Now, maybe when O’ros was alive he was going to patch the whole thing up with the Light or something. But with our big windchime friend dead, our only recourse seems to have been to cobble together a new ship. And frankly, I view the Vindicaar as the Draenei version of the USS Defiant from Deep Space 9. It’s a tiny little ship packed with the muscle of a much larger vessel. Either way, the Exodar didn’t make the trip. Honestly, I feel like bringing a ship full of noncombatants to Argus would have been a terrible idea, so I’m glad they didn’t do that.

What’s your take on what happened with Illidan and Xe’ra?

Illidan probably shouldn’t have killed Xe’ra. That being said, I’m not really sure what other options he had. She clearly had him in the grip of the Light, and wasn’t listening to him. She was going to use the Light to fundamentally change him without his consent. Besides blasting her with his eye lasers, what were his options there? {PB}

I don’t see what he could have done besides either let it happen, or do what he did. He doesn’t break her bond until he shoots his Eye Beam at her. There’s definitely a case to be made that Illidan went too far. But up until that moment, she was ignoring everything he’d said and done.  She just wanted to make him fit into the perfect destiny the Light had planned for him.

Illidan’s life has been one where he chased after, and then finally rejected, the destiny his golden eyes promised him at birth. “Sometimes, the hand of fate must be forced.” From the beginning I’ve argued that Xe’ra had no real concern or regard for Illidan. Her actions proved it — he was a tool to be remade by the Light.

Should he have acceded? I think Illidan’s made plenty of sacrifices already. Moreover, the one thing all Demon Hunters never sacrifice is that sensation of loss and outrage. Xe’ra was going to erase that from him. She wanted to take away the core of who he is. As an offer, the gift of healing and redemption is a wonderful thing. Imposed, it becomes a violation.

But I can definitely see the side of people who feel like Xe’ra was just doing what she thought best. Both of them could have backed off a little, but I still think Illidan comes out of it with some good points.

So what is Sargeras’ plan anyway?

This next section contains spoilers. If you don’t want them, stop right here.

What is Sargeras’ big plan, the one he’s been working on for thousands of years?

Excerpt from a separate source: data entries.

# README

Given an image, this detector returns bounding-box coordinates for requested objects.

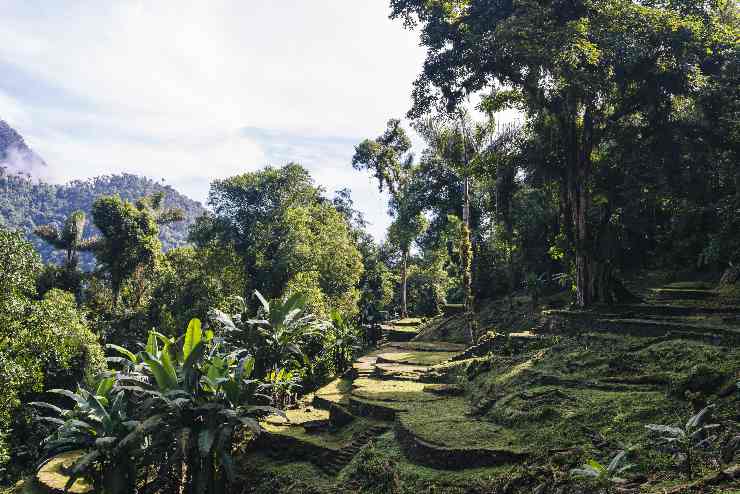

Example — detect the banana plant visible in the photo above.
[210,290,330,377]
[324,310,360,374]
[570,450,634,484]
[31,376,162,494]
[266,369,301,407]
[111,319,282,494]
[645,405,719,479]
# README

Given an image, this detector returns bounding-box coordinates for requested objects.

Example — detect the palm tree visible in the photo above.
[34,210,96,270]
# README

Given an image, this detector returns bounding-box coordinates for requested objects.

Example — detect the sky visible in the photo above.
[0,0,424,238]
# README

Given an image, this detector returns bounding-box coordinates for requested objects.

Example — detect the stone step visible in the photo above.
[595,304,740,316]
[650,288,718,300]
[540,310,740,345]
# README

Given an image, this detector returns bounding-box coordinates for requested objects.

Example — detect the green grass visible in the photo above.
[378,351,458,365]
[352,378,440,402]
[263,417,378,450]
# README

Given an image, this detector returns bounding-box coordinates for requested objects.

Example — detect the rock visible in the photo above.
[329,404,355,428]
[722,435,740,463]
[424,384,465,396]
[303,420,331,434]
[532,482,547,494]
[722,464,740,480]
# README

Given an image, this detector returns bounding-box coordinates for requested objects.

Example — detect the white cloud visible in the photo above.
[0,0,423,239]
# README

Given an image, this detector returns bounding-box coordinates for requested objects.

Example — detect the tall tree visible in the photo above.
[352,119,424,317]
[34,210,93,270]
[191,163,362,313]
[90,194,182,307]
[391,0,737,306]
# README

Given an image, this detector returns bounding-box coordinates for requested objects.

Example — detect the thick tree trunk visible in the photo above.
[565,104,612,307]
[401,248,409,317]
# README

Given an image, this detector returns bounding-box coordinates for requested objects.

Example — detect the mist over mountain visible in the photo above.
[0,120,49,177]
[0,121,205,269]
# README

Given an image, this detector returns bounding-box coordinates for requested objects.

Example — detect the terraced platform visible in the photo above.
[250,284,740,484]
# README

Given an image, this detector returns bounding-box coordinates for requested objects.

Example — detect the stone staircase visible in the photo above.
[535,284,740,345]
[321,425,390,475]
[380,317,422,346]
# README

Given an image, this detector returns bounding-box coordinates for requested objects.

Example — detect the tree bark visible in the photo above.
[565,100,600,307]
[401,247,409,317]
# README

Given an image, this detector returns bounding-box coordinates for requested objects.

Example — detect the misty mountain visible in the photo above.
[0,166,205,269]
[0,120,48,176]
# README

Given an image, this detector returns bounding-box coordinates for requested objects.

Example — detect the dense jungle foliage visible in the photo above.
[0,0,740,494]
[0,171,204,270]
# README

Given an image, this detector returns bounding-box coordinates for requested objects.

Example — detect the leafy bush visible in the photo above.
[36,319,282,494]
[0,290,105,478]
[645,405,719,479]
[570,450,634,485]
[210,290,329,377]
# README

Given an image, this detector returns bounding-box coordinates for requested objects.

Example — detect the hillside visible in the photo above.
[0,120,47,176]
[0,167,204,268]
[242,283,740,494]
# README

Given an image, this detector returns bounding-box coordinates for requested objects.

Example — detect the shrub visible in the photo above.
[0,289,105,474]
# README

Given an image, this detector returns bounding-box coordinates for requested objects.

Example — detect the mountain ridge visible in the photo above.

Back in Chronicle Volume 1, we read about the confrontation between Sargeras and the Titans. Sargeras managed to strike down the Titans, starting with Aggramar. Norgannon used his power to send their Titan Souls rocketing through the void. There, they attempted to enter the bodies of the original Titan-Forged Keepers.

Sargeras has spent the entirety of his Burning Crusade locating and capturing the souls of the Titans, and now he has all of them but Eonar. How? I don’t know yet. Did he get their souls from the Keepers somehow? Did they flee the Keepers when Sargeras’s Legion attacked Azeroth back in the War of the Ancients? When the Avatar of Sargeras attacked Northrend as part of the plan to place Sargeras’ spirit in Aegwynn’s body, was he also collecting the souls from the Keepers? However he did it, he does have them. What you’ll see at a certain point on Argus is that one of them, Aggramar, has already been converted to join Sargeras. We discover this when Aggramar in Avatar form descends from the heavens and crash-lands directly in front of you.

In essence, Sargeras is attempting to capture and use eons of psychic torture to brainwash them all into joining him. Remember, Titans are weak against Fel, it’s how Sargeras beat the Pantheon the first time. Once he has the other Titans on his side, they’ll all join forces to convince Azeroth to join the Burning Crusade. Then they’ll destroy all life in the universe to prevent the Void Lords from corrupting it.

And it’s up to us to stop it. No pressure.